Rusia planea formar a un millón de especialistas en drones para 2030; muchos de ellos aún son niños. Las escuelas, organizaciones juveniles e institutos técnicos rusos están introduciendo el ensamblaje, el pilotaje y el entrenamiento militar de drones como parte de una movilización más amplia de jóvenes para la guerra.
En mayo de 2025, Geoscan, un fabricante ruso de drones sancionado por Estados Unidos y en el que se dice que Katerina Tikhonova —supuesta hija de Vladimir Putin— posee acciones, publicó el primer libro de texto sobre pilotaje de drones dirigido a escolares de entre 13 y 15 años, titulado «Vehículos aéreos no tripulados: 8.º y 9.º grado».
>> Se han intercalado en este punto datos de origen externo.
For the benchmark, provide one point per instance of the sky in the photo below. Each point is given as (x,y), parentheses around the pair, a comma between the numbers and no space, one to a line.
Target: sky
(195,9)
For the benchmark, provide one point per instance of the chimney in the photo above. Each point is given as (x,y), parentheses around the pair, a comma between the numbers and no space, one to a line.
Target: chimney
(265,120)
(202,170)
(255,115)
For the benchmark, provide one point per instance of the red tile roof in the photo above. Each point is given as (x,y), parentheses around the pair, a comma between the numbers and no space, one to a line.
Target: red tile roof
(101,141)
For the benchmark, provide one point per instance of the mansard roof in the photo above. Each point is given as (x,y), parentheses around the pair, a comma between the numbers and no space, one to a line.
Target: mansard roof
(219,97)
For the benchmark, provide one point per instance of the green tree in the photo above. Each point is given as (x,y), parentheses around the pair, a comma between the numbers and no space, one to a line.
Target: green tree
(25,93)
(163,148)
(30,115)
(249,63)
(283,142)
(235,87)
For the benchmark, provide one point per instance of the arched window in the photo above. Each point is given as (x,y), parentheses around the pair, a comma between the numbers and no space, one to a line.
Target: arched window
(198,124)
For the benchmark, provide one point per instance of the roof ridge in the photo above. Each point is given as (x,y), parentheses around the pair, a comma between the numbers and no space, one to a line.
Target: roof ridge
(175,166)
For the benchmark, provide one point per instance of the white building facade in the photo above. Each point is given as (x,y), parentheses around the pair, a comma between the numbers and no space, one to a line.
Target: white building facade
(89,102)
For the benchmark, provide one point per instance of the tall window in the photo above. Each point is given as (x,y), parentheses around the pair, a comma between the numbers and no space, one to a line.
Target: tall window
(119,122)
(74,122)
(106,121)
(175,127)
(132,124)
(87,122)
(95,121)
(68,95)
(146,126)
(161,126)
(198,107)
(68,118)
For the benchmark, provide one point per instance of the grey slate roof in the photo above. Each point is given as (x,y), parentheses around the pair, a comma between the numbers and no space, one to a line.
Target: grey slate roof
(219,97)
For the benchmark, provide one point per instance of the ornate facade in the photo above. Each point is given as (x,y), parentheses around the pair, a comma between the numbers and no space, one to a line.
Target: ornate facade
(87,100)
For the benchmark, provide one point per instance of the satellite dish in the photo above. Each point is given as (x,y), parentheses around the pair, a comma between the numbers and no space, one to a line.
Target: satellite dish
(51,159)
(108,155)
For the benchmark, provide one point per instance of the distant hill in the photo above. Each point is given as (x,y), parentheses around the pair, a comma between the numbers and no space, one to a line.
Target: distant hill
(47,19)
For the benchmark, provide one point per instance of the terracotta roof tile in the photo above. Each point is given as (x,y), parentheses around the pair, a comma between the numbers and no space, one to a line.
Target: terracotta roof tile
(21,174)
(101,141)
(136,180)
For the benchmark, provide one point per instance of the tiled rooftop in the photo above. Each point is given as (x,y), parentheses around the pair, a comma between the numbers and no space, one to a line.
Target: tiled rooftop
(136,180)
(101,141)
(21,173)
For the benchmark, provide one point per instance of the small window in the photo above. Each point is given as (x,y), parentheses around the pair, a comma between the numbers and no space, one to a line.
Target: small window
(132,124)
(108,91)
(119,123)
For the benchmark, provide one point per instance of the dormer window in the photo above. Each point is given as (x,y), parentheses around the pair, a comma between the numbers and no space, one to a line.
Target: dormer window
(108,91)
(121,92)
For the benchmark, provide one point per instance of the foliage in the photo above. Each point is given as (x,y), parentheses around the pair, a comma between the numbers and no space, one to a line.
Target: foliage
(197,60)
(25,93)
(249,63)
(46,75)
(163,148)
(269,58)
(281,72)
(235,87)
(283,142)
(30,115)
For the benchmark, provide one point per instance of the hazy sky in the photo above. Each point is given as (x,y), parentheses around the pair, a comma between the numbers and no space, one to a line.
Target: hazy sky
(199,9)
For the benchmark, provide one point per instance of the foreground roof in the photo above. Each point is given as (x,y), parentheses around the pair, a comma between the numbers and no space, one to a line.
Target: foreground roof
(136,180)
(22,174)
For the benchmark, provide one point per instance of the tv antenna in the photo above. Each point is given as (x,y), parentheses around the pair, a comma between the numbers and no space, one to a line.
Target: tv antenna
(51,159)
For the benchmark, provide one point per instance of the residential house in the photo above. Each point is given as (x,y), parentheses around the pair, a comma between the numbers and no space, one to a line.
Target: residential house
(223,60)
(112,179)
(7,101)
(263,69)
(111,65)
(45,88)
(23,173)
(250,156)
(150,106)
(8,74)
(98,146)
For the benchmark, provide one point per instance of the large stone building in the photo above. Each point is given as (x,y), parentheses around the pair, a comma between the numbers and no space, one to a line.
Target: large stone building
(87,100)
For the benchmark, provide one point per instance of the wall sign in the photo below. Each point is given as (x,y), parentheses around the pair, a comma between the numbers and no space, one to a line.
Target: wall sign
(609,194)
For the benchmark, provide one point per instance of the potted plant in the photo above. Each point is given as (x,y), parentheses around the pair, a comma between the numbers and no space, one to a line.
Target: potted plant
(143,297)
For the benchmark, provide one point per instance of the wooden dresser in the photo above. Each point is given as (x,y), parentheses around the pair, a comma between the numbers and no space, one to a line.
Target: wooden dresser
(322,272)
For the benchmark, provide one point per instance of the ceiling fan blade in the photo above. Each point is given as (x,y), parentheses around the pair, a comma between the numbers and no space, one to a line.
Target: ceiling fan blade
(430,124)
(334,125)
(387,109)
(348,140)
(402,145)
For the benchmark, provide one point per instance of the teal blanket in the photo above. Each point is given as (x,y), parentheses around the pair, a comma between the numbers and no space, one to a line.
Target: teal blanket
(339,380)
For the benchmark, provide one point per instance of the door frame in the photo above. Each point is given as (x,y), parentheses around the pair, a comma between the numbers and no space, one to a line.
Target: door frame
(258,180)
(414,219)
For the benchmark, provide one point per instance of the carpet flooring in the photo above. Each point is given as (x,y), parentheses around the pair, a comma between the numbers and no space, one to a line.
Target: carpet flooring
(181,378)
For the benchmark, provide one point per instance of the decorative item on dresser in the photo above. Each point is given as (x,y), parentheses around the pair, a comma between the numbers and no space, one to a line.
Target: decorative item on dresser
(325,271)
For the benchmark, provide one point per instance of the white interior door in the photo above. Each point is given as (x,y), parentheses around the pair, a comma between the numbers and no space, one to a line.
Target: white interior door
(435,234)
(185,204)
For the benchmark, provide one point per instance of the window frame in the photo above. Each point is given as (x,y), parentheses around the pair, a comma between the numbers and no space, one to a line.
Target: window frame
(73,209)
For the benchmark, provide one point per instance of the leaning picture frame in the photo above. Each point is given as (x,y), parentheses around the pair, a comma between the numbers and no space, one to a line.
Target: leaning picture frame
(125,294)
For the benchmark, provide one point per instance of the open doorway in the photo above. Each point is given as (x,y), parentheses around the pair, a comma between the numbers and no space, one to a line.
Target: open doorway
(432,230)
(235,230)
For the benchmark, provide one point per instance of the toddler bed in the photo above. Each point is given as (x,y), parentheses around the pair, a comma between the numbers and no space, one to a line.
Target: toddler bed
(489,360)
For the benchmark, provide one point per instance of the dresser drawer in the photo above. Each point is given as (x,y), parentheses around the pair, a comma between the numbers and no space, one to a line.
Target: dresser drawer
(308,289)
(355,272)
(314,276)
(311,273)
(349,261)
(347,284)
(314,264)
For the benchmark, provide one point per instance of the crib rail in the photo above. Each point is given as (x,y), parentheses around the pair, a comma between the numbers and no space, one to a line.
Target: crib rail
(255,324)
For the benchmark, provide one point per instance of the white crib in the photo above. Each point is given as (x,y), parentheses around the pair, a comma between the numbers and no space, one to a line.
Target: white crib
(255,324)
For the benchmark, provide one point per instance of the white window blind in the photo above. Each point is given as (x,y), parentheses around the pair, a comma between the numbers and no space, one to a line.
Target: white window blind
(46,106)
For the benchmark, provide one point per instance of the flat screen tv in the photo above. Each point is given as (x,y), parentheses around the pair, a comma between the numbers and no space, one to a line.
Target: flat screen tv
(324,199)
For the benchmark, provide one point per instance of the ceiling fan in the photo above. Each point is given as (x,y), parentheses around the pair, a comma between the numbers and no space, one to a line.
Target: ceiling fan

Desde el inicio de la invasión a gran escala, las autoridades rusas desvían juguetes, libros de texto, dibujos animados, pasatiempos e incluso videojuegos para transformar a toda una generación en futuros militares y soldados de drones leales al Kremlin, con el objetivo de reclutar niños rusos y ucranianos secuestrados desde los cuatro o cinco años.
Rusia está invirtiendo cientos de millones de dólares para convertir las aulas en campos de entrenamiento.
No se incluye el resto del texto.